A single spotlight, silver white, hit the center of the stage, and in the middle of it stood a man with a knife protruding from his throat.
Rivulets of blood widened and thinned in time with his heartbeat, and his head was down, his black hair hanging limp and greasy in front of his face.
He looked up, and his eyes were gone, the crimson ruin of his sockets turned toward the audience in all their grisly glory.
Some screamed, some turned away, some fainted, but none left.
The actor shambled toward the front of the stage, and those in front shrank back from his grim visage as he seemed to look at them one by one, and smiled affably, for all that his lips were swollen and his teeth were gone.
“I can hear your heartbeats, feel the heat of your blood rushing to your faces; the tang of your sweat is in the air like bitter brine, mixed with perfume that smells like sweet tea.
“You, dear audience, are a study in contrasts. You fear me, but don’t run, because you’ve paid to see me here.
“Here I am. Are you pleased? Do you have your money’s worth?”

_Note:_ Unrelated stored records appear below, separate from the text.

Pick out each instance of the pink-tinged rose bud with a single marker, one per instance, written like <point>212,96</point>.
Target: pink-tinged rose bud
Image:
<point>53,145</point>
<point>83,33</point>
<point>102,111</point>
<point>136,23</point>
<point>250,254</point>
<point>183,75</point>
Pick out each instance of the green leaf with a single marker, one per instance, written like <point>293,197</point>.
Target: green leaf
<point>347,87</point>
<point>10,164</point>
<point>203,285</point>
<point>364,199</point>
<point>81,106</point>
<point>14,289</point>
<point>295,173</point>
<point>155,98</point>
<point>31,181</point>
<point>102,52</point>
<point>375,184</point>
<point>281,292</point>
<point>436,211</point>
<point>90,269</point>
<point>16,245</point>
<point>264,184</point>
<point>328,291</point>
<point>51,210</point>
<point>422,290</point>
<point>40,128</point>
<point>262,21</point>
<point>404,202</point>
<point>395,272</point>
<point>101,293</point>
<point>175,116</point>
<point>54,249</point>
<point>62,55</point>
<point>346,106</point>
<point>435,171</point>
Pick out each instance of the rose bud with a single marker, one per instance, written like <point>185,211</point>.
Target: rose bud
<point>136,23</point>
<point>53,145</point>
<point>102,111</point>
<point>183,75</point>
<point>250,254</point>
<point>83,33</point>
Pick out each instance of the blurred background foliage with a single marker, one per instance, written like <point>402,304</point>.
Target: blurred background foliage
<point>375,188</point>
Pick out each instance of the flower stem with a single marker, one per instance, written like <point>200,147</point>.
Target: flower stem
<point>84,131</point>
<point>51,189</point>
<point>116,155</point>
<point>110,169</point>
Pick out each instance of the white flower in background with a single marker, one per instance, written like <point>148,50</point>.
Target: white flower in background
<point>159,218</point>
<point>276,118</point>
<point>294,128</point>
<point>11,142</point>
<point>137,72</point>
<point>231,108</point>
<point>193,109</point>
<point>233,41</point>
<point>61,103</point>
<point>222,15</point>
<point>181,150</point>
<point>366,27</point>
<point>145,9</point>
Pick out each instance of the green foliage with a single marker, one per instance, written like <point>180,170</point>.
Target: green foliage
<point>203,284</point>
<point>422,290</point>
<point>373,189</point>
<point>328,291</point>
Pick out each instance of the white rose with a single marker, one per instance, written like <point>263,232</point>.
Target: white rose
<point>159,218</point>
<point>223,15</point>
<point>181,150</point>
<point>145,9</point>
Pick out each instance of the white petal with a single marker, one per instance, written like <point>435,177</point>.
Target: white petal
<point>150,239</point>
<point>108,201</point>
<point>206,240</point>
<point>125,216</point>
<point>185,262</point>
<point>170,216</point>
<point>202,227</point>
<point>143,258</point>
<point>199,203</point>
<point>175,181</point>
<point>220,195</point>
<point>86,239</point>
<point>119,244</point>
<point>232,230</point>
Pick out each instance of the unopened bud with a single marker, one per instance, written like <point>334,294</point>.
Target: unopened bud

He waited, and some began to sob as they rose to leave.
He smiled again.
“So soon? You’re being rude. You haven’t met my wife yet. Honey?”
A woman emerged from the opposite side of the stage, her torso split, organs shining wet and red in the spotlight, her head at an odd angle, with a short piece of rope still wrapped in a thick coil around her neck.
“What crime did I commit,” she said, “that they treated me so?”
She went and stood beside the man, and they held hands.
She kept her free hand around her body to hold her organs in, and blood cascaded over her arm as her knee buckled, but the man held her firm.
“Can anyone help us?” she said.
The people in the back began to scream, and cries of “Let us out!” reverberated through the theater.
“They’re rude, honey. They want to go. Can you hear them?”
“I can hear them. Shall we release them?”
“I think we should.”
No one was left in a seat as the audience scrambled, screaming and crying, for the door.
“You haven’t finished watching the play; there are more of us,” the eyeless man said.
From the balconies and exit lobbies, other actors and actresses in dead makeup shambled toward the captive audience.
As they fled to the exits, they found the doors locked, and the cast, about one hundred in all, shuffling toward them, hands outstretched to tear, fanged maws opened wide as they salivated over their crumbling chins.
The man and woman called from the stage as the dead cast members began to tear the people to bloody strips.
“Thank you for coming,” the eyeless man said.
“We hope you’ve enjoyed our play,” the disemboweled woman said.
They took a slight bow, and came down the stairs to take part in the killing, the white spotlight following them as far as it could, before it went dark.